Zuletzt von einem Moderator bearbeitet:
Ja, Goulda war offensichtlich nichts und niemand zu abseitig, keine Musik und keine Musiker und auch keine Nacktauftritte.

Dass das von den oben zitierten sehr ansehnlichen Damen nicht angeboten wird, lässt natürlich sofort die Frage nach ihrer künstlerischen Kompetenz aufkommen.

CW
 

Habe gestern Abend die für mich bisher unbekannte Pianistin Kristina Miller bei YT entdeckt:super:. Ich weiß nicht, ob man sie als Grenzgängerin bezeichnen kann, ihr Klavierspiel ist auf jeden Fall großartig. Hier mal 2 Beispiele:musik064:.


View: https://www.youtube.com/watch?v=uNnq_vpBHL0



View: https://www.youtube.com/watch?v=3HZd1PREbKA

Sie ist freilich eine hervorragende Pianistin, aber eine Transkription einer Improvisation von Oscar Peterson im Konzert aufzuführen, ist witzlos.
 
Sie ist freilich eine hervorragende Pianistin, aber eine Transkription einer Improvisation von Oscar Peterson im Konzert aufzuführen, ist witzlos.
Wieso "WITZLOS"? Versteh ich nicht!
Danke Christian, dieses Klavierspiel lässt einen atemlos bewundernd zurück. Gerade die Fledermaus-Paraphrase von Cziffra gefällt mir sehr, nachdem mich schon die von Godowsky vom Stuhl gehauen hat.
 
Da ist aber schon noch ein Unterschied. Jazz lebt von spontaner Improvisation. Hier ist er museal konserviert.
In Ordnung, soll sein, den Unterschied hatte ich nicht bedacht.
Ich habe mir von Kristina Miller noch mehr angehört und bin hingerissen von einem weiteren Cziffra: Tritsch tratsch- Polka.
Von der Pianistin möchte ich mal das erste Chopin-Scherzo hören. Das kann nur eine Offenbarung sein.
 
Da ist aber schon noch ein Unterschied. Jazz lebt von spontaner Improvisation. Hier ist er museal konserviert.

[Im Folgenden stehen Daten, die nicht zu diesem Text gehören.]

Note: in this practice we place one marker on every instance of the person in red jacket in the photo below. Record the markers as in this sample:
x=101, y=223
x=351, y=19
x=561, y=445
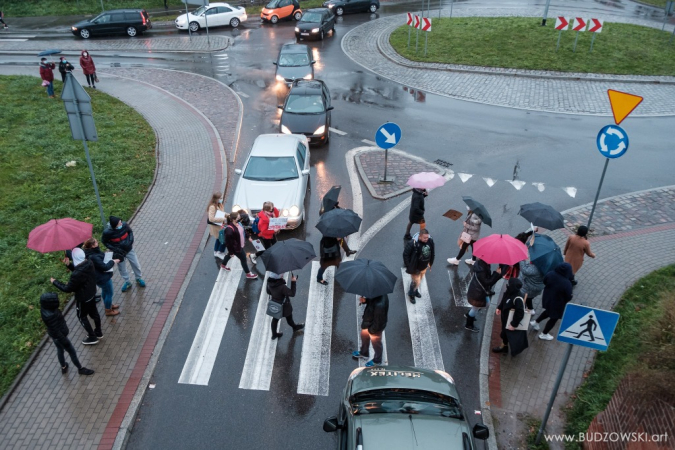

Das ist alles richtig. Ich selber bin ein großer Fan der Klavierkunst von Oscar Peterson, habe fast alle seine Aufnahmen und ihn auch oft live im Konzert erlebt. Aber gerade er hat in seinen Konzerten weite Teile eben nicht improvisiert, sondern immer wieder die gleichen Chorusse gespielt. Ich selber beschäftige mich selber seit langem mit den Transkriptionen von ihm, von denen sehr viele veröffentlicht sind, genau wie mit Transkriptionen von Aufnahmen anderer Jazzpianisten. Ist es "witzlos", solche Dinge in klassischen Konzerten zu spielen, wie es ja z.B. auch Yuja Wang in der Transkription einer Aufnahme von Tea for Two von Art Tatum gemacht hat? Ich finde nicht. Es zeigt, dass es auch großartige Musik jenseits der klassischen Musik gibt, die man einem Publikum in einem klassischen Konzert mal offerieren kann.

Wie ich oben schon geschrieben habe, kannte ich Kristina Miller vorher nicht. Daher mein Hinweis hier auf sie, die obige Zugabe spielte sie nach dem 3. Klavierkonzert von Rachmaninoff, bei YT sind auch einige weitere Aufnahmen von ihr mit Oscar Peterson Transkriptionen zu finden.

Ich gehe jetzt an den Flügel und spiele witzlos das Album The Melody at Night, with You von Keith Jarrett durch;-):musik064:.